Finding DataBlock Nirvana with v2 - Part 1

It is done!

Well, part 1 is at least :slight_smile:

As I started updating my v1 post by the same name, I soon realized that one article wasn’t going to do it. In part 1 we begin with a overview of the key components of a DataBlock and how it works. From there, we look at how we did this in the old days with PyTorch Datasets and DataLoaders, eventually, piece-by-piece, changing things along using more and more of until we get back to our glorious, < 10 lines, DataBlock example.

If you find any typos, anything confusing, or anything just flat-out wrong, please let me know.

If there are other things about the DataBlock API, or even the whole v2 data processing pipeline in general, that you would like to see covered in subsequent parts, leave a comment below.

Thanks and enjoy part 1!



Working on Part 2 …

What do folks want to see covered? Here’s a few ideas I’m playing with (maybe rate them on a 1-10 scale with 1 being most interested and 10 the least):

  • When Does What Happen (e.g., when do all the bits in a DataBlock get executed and why might you want to put your code in one bit vs. another, like, why would you likely want to do tokenization in a type transform vs. an item or batch transform)?

  • Resolving common DataBlock errors (e.g., look at common errors and fixes as well as how to read a stack trace yourself and figure out how to “figure out” where/why things are breaking)

  • DataBlock Patterns (e.g., look at common patterns and best practices for setting up your DataBlock based on raw data source and task)

  • Transforms Ins and Outs (e.g., in depth look at transforms and how you might use them)

  • Combining Tabular with Text (e.g., a look at how we can construct a DataBlock with both tabular and text data)

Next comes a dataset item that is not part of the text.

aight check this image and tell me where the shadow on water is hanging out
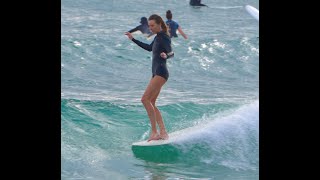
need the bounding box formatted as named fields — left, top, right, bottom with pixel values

  • Walk-Thru on blurr’s DataBlock integration with huggingface transformers (walk thru/discussion on how I got the DataBlock API to work for folks that want to train huggingface models with fastai v2).

Those are just some idea … open to others as well.


I am interested in seeing working examples using more than one output block. For example having two CategoryBlocks or one CategoryBlock and a RegressionBlock.

Check out my library blurr, and in particular the extractive QA bits that use two category blocks to learn the beginning and end of where the answer is found.